Generation of a novel in-vitro model of the infarct border zone to study human ventricular arrhythmias

Introduction: Ventricular arrhythmias (VA) are a leading cause of worldwide mortality. It is thought that post-myocardial infarction VA results from the presence of slowly conducting viable strands at the infarct border zone (IBZ), forming the basis for reentry. We aimed to develop an in-vitro anatomical model of the IBZ to study VA. To this end, we combined advanced micropatterning and human-induced pluripotent stem cell-derived cardiomyocyte (hiPSC-CMs) technologies.

Methods: A 2D simplified micropatterned model was created to study the IBZ using a DMD-based maskless photolithography system known as Primo. The process involves coating a culture dish with a combination of anti-fouling materials that block protein connections to the plate, a photoinitiator gel, and laser patterning of the pre-designed micro-pattern. The plate is then coated by ECM and hiPSC-CMs to generate the desired tissue geometry. Optical mapping was used to characterize the conduction properties in the model and the impact of geometry on arrhythmogenesis.

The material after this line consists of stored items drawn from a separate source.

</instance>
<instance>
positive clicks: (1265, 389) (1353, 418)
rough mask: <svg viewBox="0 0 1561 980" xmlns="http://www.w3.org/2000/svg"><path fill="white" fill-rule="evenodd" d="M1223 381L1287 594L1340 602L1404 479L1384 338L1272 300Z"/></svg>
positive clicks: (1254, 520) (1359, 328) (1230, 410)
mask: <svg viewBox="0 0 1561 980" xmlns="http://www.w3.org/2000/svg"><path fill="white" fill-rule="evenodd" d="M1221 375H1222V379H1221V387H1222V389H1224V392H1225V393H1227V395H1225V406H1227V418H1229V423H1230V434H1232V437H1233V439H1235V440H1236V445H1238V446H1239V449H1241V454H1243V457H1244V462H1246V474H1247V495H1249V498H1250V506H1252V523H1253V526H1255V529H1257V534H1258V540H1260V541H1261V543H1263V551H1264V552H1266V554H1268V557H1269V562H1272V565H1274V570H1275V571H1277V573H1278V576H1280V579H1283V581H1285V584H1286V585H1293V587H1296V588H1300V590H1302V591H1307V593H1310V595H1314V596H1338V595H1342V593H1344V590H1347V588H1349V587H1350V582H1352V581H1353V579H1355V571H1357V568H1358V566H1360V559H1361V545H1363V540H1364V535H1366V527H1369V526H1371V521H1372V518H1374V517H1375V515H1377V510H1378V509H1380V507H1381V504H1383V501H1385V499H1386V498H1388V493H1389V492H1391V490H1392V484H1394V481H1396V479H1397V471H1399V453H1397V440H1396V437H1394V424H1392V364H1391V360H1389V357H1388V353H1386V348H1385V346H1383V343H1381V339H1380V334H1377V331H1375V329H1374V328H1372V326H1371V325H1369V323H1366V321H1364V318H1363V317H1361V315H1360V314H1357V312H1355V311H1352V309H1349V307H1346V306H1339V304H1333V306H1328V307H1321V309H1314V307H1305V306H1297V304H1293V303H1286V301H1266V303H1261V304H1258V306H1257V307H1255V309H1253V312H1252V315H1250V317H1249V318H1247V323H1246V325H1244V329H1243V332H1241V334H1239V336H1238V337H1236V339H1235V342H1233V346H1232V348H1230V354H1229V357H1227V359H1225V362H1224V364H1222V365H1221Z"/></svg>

Results and conclusion: We designed a simplified model of a compact scar to model VA arising at the IBZ using the Primo system. This model includes surviving cardiomyocyte strands within the scar that include structural inhomogeneity (stenosis) within the surviving conducting fibers. This stenosis can facilitate uni-/bi- directional conduction blocks due to sink-source mismatches. Using optical mapping we show there is a homogenous repolarization pattern in the model. It can be concluded that the eventual conduction abnormalities and reentry initiation are due to different width sizes of the stenosis rather than dispersion of repolarization.